Postgres database not responding at all

I got an email from my monitoring solution that my site is down. Cloudflare confirmed the same.

I log in and see that the following errors in the app:

 2022-02-21T11:27:54.929 app[b0a5866f] ord [info] 2022/02/21 11:27:54 ping db: failed to connect to `host=redacted.internal user=redacted database=redacted`: failed to receive message (unexpected EOF) 
 2022-02-21T11:27:55.829 app[b0a5866f] ord [info] Main child exited normally with code: 1

2022-02-21T11:27:55.830 app[b0a5866f] ord [info] Starting clean up. 

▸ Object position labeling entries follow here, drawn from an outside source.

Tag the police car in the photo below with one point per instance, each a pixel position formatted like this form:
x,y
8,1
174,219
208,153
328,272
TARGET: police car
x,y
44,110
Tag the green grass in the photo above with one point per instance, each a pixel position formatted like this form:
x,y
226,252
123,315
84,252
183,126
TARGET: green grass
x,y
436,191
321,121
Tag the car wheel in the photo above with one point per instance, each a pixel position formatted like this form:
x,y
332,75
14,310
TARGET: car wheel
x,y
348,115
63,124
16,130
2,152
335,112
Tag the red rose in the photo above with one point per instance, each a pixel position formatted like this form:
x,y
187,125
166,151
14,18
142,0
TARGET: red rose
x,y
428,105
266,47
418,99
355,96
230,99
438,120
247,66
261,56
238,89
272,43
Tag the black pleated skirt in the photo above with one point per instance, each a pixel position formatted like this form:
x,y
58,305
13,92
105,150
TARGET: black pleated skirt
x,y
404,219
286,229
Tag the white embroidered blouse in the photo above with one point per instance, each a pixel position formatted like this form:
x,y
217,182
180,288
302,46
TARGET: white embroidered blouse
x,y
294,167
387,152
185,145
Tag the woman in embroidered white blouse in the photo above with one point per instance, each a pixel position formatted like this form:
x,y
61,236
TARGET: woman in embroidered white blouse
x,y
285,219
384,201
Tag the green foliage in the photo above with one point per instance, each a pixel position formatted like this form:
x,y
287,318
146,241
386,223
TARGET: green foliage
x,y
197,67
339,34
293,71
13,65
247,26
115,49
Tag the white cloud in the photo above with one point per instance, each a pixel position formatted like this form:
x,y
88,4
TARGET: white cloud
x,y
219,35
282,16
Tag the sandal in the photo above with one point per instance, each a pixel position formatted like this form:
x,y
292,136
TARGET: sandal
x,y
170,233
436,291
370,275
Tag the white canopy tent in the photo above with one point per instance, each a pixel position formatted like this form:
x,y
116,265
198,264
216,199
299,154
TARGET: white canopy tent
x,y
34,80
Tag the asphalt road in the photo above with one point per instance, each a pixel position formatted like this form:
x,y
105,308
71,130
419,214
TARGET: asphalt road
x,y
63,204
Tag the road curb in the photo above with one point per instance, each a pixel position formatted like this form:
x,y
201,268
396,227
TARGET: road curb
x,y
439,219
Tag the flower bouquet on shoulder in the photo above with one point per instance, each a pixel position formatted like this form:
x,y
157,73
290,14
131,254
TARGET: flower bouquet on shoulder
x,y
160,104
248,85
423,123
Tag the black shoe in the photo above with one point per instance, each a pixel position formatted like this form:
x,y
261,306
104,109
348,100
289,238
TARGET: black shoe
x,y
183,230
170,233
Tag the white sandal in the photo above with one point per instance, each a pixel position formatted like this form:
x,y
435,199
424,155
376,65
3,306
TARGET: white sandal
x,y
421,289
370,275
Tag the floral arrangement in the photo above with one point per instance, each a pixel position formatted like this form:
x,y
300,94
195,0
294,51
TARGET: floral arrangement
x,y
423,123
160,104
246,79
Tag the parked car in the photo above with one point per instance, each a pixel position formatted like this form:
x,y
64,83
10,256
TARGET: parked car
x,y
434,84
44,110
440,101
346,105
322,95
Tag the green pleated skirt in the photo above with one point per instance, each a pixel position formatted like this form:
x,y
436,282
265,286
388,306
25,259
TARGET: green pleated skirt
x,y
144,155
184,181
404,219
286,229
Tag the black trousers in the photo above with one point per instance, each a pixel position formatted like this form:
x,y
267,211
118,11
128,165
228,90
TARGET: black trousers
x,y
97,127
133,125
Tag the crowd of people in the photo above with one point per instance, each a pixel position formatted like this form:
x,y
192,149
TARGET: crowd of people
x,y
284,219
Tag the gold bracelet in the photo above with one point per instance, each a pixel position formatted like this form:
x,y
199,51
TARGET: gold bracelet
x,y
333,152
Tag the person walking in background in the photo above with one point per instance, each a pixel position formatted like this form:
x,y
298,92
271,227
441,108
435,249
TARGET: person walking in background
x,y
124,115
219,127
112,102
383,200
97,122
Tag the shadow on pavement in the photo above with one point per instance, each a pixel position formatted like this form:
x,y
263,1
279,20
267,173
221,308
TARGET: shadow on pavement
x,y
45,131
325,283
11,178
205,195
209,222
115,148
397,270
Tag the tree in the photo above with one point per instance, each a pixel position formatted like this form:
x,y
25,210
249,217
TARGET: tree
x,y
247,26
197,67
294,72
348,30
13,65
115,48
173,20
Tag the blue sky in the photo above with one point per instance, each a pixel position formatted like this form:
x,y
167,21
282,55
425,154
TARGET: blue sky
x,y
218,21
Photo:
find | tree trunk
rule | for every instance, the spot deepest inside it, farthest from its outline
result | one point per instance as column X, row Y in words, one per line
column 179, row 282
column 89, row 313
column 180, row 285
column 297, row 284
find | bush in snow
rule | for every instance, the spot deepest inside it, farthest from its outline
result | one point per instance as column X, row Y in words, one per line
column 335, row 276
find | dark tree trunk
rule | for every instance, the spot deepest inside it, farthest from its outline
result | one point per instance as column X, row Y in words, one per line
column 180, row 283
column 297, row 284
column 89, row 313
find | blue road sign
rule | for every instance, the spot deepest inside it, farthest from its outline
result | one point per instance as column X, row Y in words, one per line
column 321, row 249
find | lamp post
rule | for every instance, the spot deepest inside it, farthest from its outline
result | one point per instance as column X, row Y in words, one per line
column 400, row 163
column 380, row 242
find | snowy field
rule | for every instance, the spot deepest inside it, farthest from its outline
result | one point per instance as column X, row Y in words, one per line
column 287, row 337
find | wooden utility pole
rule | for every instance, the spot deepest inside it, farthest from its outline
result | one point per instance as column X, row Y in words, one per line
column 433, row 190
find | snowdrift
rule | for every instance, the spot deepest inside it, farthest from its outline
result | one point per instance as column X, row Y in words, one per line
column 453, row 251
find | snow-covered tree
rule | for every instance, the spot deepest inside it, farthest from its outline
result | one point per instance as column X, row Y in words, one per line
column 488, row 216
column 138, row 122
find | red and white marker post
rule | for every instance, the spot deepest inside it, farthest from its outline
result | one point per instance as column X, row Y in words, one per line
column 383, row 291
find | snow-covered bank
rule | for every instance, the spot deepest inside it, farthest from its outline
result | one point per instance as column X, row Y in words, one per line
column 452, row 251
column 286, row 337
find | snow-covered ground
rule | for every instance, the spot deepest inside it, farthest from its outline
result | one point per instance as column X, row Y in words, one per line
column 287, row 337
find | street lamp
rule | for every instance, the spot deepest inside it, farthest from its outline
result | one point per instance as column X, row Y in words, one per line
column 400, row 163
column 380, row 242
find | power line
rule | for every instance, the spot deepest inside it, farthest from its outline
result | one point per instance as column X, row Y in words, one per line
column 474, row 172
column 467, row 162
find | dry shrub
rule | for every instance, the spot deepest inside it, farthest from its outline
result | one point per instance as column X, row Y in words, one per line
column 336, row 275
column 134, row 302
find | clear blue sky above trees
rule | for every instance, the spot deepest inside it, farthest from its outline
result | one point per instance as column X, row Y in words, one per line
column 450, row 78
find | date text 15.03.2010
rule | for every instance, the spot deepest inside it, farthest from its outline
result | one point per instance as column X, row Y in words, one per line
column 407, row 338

So I check the database and I see that fly is reporting it to be happy and normal.
The logs say nothing either:

 2022-02-21T11:37:45.992 app[9db2cae4] ord [info] keeper | 2022-02-21T11:37:45.992Z INFO cmd/keeper.go:1557 our db requested role is standby {"followedDB": "909c9634"}

2022-02-21T11:37:45.993 app[9db2cae4] ord [info] keeper | 2022-02-21T11:37:45.992Z INFO cmd/keeper.go:1576 already standby

2022-02-21T11:37:46.015 app[9db2cae4] ord [info] keeper | 2022-02-21T11:37:46.014Z INFO cmd/keeper.go:1676 postgres parameters not changed

2022-02-21T11:37:46.015 app[9db2cae4] ord [info] keeper | 2022-02-21T11:37:46.015Z INFO cmd/keeper.go:1703 postgres hba entries not changed

2022-02-21T11:37:49.214 app[3bd4ed4d] ord [info] keeper | 2022-02-21T11:37:49.214Z INFO cmd/keeper.go:1505 our db requested role is master

2022-02-21T11:37:49.215 app[3bd4ed4d] ord [info] keeper | 2022-02-21T11:37:49.215Z INFO cmd/keeper.go:1543 already master

2022-02-21T11:37:49.243 app[3bd4ed4d] ord [info] keeper | 2022-02-21T11:37:49.243Z INFO cmd/keeper.go:1676 postgres parameters not changed

2022-02-21T11:37:49.244 app[3bd4ed4d] ord [info] keeper | 2022-02-21T11:37:49.243Z INFO cmd/keeper.go:1703 postgres hba entries not changed 

I deployed the app just over a month ago and it was running fine until 15 hours or so.

I see others facing a similar issue. Anything else that can be done here?

We’re investigating what happened, but I think my restart of one of your postgres instance fixed it. Somehow, one of your postgres instance was unreachable, it closed the connection right away.

I just rescheduled your app so it would come back up (it did).

This could be related to the fact that your postgres cluster seems to be crashing every day due to out-of-memory kills. Once it came back up, it seems to have been in a “bad” state (even though logs showed no issues).

Still, this shouldn’t happen and we’ll keep looking into it.

You might want to try and scale up the memory limit for your postgres cluster. It’s currently at 256MB. flyctl scale memory 1024 should go a long way.

When I looked at the log or the status of the database, nothing stood out that would point me towards this. I did suspect this when I say the memory usage of the VM was close to the limit but ruled it out because I didn’t find anything complaining about it.

Sure, I’ll do that for now but how much is enough? My app is pretty light on the DB, light as in a couple of queries a minute.